This project is a design audit and fatigue analysis of a leaf spring hanger bracket welded to the chassis rail of a light-duty box trailer. The objective is to determine whether the existing fillet weld is safe under both extreme static loads and long-term cyclic operation.
A conservative 750 kg ATM was established, with four critical load cases defined: static (1g), dynamic pothole (3g), braking (0.6g), and cornering (0.3g). Forces were distributed across four hanger brackets using F=ma principles.
The 100 x 50mm rectangular fillet weld group was fully characterised, including throat area (A), second moment of area (Iu), and polar moment of area (Ju). During the calculation process, an orientation error was identified where width and depth (b and d) were initially swapped in the Iu calculation. This was caught and corrected before proceeding.
Von Mises equivalent stress was calculated for every load case to match the multi-axial stress handling used by ANSYS. The critical load case was the 3g dynamic pothole, producing the highest combined bending and shear stresses on the weld.

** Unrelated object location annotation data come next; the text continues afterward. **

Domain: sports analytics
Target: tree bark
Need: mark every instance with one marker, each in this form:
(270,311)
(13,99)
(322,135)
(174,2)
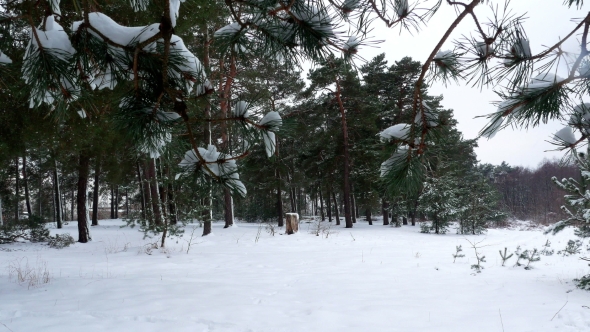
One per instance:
(142,192)
(17,191)
(154,192)
(321,203)
(336,213)
(329,206)
(83,167)
(228,208)
(279,197)
(346,191)
(96,192)
(354,208)
(112,201)
(57,195)
(172,205)
(117,201)
(385,211)
(26,184)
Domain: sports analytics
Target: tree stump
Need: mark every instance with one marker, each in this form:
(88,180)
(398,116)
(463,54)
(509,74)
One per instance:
(292,223)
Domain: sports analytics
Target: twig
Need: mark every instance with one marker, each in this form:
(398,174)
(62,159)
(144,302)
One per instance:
(559,311)
(6,327)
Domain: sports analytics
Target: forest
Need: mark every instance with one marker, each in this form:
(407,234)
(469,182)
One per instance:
(168,144)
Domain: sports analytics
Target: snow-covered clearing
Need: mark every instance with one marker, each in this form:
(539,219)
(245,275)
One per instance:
(370,278)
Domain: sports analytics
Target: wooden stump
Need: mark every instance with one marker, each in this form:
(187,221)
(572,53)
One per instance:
(292,223)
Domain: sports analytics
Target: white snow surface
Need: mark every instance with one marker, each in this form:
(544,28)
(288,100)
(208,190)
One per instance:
(399,131)
(4,58)
(369,278)
(566,135)
(117,33)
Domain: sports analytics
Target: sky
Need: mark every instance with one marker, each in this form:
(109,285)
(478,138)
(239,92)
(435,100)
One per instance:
(547,21)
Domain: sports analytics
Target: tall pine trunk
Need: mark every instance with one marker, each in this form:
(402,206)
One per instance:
(141,191)
(328,206)
(17,191)
(96,191)
(346,189)
(112,201)
(26,184)
(57,194)
(81,199)
(279,198)
(321,203)
(154,192)
(117,201)
(385,211)
(336,213)
(208,200)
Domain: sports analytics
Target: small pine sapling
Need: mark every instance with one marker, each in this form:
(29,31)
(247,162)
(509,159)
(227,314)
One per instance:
(572,248)
(546,251)
(505,255)
(529,257)
(480,259)
(457,253)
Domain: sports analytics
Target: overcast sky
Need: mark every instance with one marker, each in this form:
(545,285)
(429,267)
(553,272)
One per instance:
(548,20)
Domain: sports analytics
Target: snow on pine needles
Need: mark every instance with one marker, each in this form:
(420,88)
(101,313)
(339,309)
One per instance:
(370,278)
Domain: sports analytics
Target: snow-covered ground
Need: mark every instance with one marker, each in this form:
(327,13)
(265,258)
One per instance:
(370,278)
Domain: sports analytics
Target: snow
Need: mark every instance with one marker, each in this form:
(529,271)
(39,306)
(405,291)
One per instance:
(352,43)
(398,131)
(55,38)
(241,109)
(493,128)
(228,30)
(369,278)
(4,58)
(566,135)
(522,48)
(119,34)
(484,49)
(269,142)
(227,170)
(395,158)
(272,120)
(401,8)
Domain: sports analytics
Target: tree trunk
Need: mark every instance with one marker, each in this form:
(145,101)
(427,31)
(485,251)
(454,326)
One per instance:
(58,216)
(346,191)
(81,200)
(329,206)
(26,184)
(385,211)
(17,191)
(354,208)
(112,201)
(96,192)
(292,197)
(321,202)
(172,205)
(154,192)
(228,208)
(72,211)
(142,192)
(126,202)
(117,202)
(279,198)
(336,213)
(414,213)
(208,212)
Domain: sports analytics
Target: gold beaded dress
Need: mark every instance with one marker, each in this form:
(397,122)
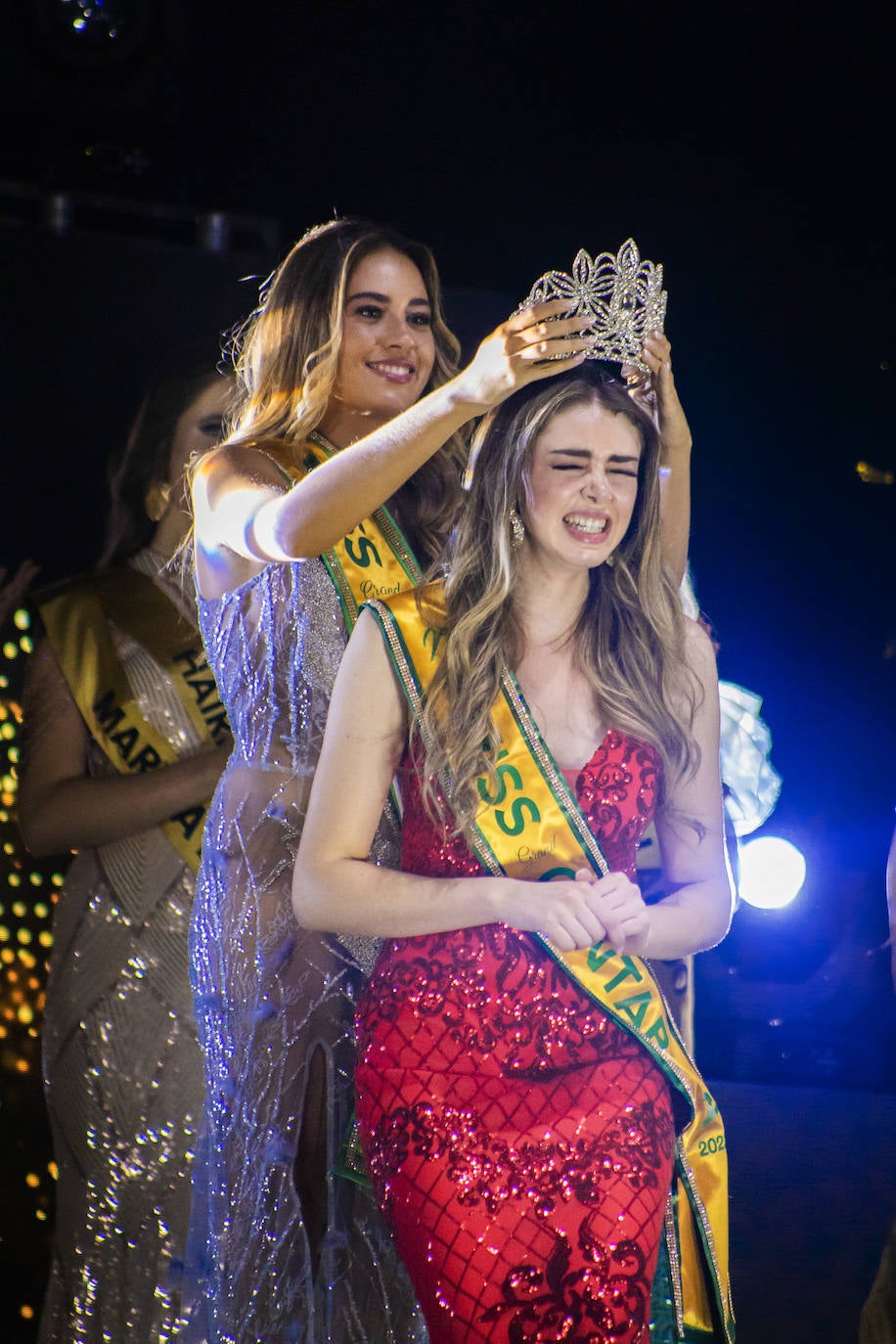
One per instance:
(122,1070)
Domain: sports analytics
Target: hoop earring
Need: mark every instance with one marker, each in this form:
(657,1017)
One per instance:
(517,531)
(156,500)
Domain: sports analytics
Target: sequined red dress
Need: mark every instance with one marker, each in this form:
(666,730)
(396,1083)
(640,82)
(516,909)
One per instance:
(518,1140)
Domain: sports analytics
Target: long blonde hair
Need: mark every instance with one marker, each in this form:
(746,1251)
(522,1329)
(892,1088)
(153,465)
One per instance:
(629,639)
(287,356)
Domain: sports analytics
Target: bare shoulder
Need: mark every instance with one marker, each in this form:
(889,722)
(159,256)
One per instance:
(247,464)
(698,652)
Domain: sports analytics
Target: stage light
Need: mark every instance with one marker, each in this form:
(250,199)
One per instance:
(771,873)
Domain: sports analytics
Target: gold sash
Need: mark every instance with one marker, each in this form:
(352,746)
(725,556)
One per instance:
(373,560)
(76,622)
(531,827)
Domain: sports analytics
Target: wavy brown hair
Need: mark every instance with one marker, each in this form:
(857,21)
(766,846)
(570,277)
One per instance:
(146,459)
(629,637)
(287,356)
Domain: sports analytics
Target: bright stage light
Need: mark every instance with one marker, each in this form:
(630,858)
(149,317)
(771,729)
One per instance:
(771,873)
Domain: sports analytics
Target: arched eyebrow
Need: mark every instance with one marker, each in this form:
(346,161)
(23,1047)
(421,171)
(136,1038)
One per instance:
(586,455)
(384,298)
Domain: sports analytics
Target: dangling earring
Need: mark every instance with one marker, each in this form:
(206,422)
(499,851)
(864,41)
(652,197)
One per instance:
(156,500)
(517,531)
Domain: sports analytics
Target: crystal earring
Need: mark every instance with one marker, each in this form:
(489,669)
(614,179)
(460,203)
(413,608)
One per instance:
(156,500)
(517,531)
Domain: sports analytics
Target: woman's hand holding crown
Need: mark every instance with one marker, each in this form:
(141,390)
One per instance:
(535,343)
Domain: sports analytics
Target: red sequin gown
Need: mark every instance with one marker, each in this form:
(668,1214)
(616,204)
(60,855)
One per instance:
(518,1140)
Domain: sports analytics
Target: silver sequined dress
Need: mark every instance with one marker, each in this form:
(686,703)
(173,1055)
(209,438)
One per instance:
(276,1006)
(122,1069)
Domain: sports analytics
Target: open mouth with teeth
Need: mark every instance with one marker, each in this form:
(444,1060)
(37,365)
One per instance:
(396,373)
(590,525)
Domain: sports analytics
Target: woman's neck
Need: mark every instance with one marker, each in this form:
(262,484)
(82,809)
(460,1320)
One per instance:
(548,603)
(344,425)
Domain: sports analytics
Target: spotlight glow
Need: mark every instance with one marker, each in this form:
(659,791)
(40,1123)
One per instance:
(771,873)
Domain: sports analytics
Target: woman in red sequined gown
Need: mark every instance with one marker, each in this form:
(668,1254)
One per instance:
(518,1139)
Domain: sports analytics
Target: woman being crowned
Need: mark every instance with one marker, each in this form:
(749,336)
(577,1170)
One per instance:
(535,1131)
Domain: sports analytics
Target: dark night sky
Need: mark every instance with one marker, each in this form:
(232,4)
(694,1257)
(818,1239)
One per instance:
(747,147)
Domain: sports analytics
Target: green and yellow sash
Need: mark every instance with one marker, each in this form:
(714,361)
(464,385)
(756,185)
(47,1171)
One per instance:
(374,560)
(531,827)
(76,624)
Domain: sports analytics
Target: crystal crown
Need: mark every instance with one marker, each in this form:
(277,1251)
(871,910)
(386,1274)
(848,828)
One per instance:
(621,295)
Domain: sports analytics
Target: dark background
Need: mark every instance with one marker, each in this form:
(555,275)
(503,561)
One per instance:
(747,147)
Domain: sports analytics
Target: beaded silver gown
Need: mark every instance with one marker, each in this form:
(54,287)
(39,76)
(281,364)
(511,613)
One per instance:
(281,1247)
(122,1069)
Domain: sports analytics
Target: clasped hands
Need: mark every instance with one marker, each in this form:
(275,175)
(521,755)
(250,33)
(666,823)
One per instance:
(590,909)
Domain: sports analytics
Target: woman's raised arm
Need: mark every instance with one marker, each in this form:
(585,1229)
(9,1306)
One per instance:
(246,516)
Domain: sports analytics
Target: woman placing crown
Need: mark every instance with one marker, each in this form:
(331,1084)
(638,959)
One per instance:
(289,539)
(531,1121)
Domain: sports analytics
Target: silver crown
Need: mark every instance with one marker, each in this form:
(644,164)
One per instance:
(622,298)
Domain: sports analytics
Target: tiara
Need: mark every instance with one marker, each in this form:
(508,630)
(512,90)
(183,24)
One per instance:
(621,295)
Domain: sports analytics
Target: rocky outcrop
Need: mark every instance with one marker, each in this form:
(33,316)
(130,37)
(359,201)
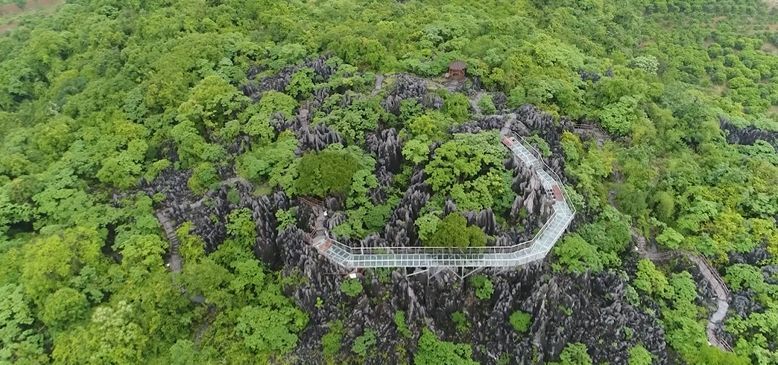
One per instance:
(564,308)
(747,135)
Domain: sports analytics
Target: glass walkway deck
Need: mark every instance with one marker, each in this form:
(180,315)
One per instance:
(472,257)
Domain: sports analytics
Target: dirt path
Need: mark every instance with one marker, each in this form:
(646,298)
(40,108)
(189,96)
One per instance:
(711,276)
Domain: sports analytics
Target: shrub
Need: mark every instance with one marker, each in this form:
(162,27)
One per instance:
(483,287)
(351,287)
(364,343)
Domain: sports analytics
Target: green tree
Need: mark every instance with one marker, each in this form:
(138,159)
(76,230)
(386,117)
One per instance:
(364,343)
(638,355)
(577,255)
(20,342)
(452,231)
(64,306)
(270,332)
(433,351)
(651,281)
(520,321)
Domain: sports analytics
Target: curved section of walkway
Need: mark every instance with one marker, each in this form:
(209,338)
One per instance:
(471,257)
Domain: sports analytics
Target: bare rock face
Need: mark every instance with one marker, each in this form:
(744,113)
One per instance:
(406,87)
(279,81)
(564,308)
(387,147)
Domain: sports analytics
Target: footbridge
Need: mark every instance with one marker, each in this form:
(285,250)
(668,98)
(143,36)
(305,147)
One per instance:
(471,257)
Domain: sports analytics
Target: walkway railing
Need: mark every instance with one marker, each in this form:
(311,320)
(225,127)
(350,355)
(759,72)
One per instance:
(472,257)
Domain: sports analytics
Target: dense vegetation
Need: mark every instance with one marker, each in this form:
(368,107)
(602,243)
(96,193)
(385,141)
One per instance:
(101,97)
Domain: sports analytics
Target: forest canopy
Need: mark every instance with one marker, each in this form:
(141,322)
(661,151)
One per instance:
(668,112)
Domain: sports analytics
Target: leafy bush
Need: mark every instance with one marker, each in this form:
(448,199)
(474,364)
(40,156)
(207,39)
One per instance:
(332,340)
(402,327)
(638,355)
(363,343)
(483,286)
(351,287)
(433,351)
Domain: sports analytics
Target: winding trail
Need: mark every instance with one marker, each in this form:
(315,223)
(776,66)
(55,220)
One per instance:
(469,257)
(711,276)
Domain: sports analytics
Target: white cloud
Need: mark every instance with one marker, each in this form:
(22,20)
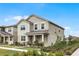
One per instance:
(15,18)
(67,28)
(70,31)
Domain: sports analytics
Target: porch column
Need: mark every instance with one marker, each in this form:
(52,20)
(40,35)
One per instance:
(8,40)
(42,37)
(34,38)
(4,39)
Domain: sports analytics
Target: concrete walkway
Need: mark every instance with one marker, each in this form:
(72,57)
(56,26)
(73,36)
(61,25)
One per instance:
(14,49)
(76,53)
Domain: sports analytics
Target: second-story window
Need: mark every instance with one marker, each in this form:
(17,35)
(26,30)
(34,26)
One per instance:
(9,30)
(42,26)
(23,38)
(36,27)
(22,27)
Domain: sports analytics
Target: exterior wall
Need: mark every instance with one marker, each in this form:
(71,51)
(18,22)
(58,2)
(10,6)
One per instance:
(13,32)
(23,32)
(53,33)
(37,21)
(11,28)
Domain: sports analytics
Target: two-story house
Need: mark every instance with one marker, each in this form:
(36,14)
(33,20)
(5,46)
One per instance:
(32,29)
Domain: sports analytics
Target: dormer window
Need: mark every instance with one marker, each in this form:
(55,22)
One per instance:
(42,26)
(22,27)
(36,27)
(9,30)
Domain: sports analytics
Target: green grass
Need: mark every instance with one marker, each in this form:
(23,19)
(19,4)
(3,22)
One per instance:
(63,47)
(4,52)
(29,48)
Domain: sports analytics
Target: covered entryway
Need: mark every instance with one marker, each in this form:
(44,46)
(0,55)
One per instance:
(40,37)
(5,37)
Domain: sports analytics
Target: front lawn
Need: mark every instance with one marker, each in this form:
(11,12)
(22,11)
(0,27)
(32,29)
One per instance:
(4,52)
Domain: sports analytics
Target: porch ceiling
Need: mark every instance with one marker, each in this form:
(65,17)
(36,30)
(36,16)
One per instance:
(4,34)
(37,32)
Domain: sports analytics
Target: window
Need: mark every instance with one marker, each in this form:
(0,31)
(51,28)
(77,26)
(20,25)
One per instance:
(42,26)
(59,30)
(10,38)
(9,30)
(22,27)
(23,38)
(35,26)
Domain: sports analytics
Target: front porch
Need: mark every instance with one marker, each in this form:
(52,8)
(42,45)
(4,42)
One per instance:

Operational cycles were defined as fluctuating between static loading (1g) and standard road loading (2g). The endurance limit was modified using a 99.9% reliability factor (Cr = 0.753), an as-welded surface factor (Cs = 0.53), and a fatigue stress concentration factor Kf = 2.7 for end-of-parallel fillet weld geometry.
Using the Modified Goodman criteria, the fatigue factor of safety was determined at approximately 4.39, confirming infinite life under the defined operational cycle. The yield check under the extreme 3g static event returned a factor of safety of 12.76, well above the failure threshold.